Fig. 2 also shows the coefficient of variation (CV) for each racial group’s proportion on topics. A high CV means that the group has a high participation on some topics and a small participation on others, relative to its average proportion. Asian authors present the highest CV, while White authors exhibit lowest. This suggests that Asian authors are highly specialized, focusing on certain topics, while White authors are present in a wider range of topics. Black and Latinx authors show greater specialization, focusing on a smaller number of topics. White authors are more evenly distributed among topics; however, this is expected, as they account for the majority of the author population. The most highly feminized topics include gender-based violence, families, learning, and lesbian, gay, bisexual, and transgender (LGBT) studies. These results implicate a relationship between traditional gender roles, and topics that relate specifically with gender-based identity and inequality, and to nonhegemonic gender representations (i.e., gender expressions that do not correspond to binary male/female categorizations).
Several important topics appear at the intersection of race and gender. Because of space constraints, it is not possible to assign a label for all topics in Fig. 2; however, the accompanying website presents an interactive visualization displaying topics along the diagonal of Quadrant I that are both highly feminized and racialized. Among Black women authors, for example, we find topics such as black women violation (topic 122), equality promotion (topic 149), and social identity (topic 210). Among Latinx women authors, in addition to topics on language, we find residential segregation (topic 103), gender gap and international migration (topic 300), social class (topic 64), and global south (topic 225), among others.

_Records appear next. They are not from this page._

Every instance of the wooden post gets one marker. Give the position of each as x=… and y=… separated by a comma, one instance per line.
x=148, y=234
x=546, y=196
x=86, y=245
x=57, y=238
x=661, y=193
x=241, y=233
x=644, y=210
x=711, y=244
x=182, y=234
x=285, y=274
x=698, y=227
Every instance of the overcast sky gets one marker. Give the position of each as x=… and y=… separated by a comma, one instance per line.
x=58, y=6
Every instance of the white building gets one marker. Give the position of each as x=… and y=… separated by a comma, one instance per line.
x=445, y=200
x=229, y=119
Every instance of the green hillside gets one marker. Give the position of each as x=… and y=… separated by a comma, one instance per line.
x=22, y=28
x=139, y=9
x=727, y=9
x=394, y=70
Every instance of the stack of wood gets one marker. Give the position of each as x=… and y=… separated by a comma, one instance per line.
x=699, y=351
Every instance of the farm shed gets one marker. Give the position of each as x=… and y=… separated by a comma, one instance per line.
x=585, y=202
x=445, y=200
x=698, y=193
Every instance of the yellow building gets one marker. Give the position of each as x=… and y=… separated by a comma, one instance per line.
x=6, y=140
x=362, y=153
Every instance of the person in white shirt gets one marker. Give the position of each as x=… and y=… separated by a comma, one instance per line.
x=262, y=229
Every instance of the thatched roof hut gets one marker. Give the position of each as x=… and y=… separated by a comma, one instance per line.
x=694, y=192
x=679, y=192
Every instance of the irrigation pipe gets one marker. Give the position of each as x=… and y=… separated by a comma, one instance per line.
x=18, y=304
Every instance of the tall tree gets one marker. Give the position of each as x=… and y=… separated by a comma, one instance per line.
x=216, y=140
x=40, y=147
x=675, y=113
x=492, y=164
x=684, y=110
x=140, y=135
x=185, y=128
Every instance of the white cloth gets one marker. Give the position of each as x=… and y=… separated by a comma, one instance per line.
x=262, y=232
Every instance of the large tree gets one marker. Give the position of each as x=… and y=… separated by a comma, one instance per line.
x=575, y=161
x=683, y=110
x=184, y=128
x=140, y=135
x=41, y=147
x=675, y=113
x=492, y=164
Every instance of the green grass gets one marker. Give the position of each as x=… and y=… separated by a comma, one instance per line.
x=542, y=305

In Health, the topics with the highest representation of Asian authors are China, proteins, cells, and the economics of health (i.e., costs). Black authors publish on topics about racial disparities and sexually transmitted diseases—with a special emphasis on African Americans among Black women and gay men for Black men. This latter topic is also relevant for Latinx men. Latinx authors publish more on topics that mention the Latinx population, racial disparities, (a topic that is shared with Black authors), and English-Spanish, a topic similar to that which was previously found in the Social Sciences. The CV between topics by racial group also shows that Asian authors are the most specialized, followed by Black and Latinx authors, and White authors are the most ubiquitous across topics. The most feminized topics are about nursing, pregnancy, and education, reinforcing the association of women with care- and service-related research (65, 66).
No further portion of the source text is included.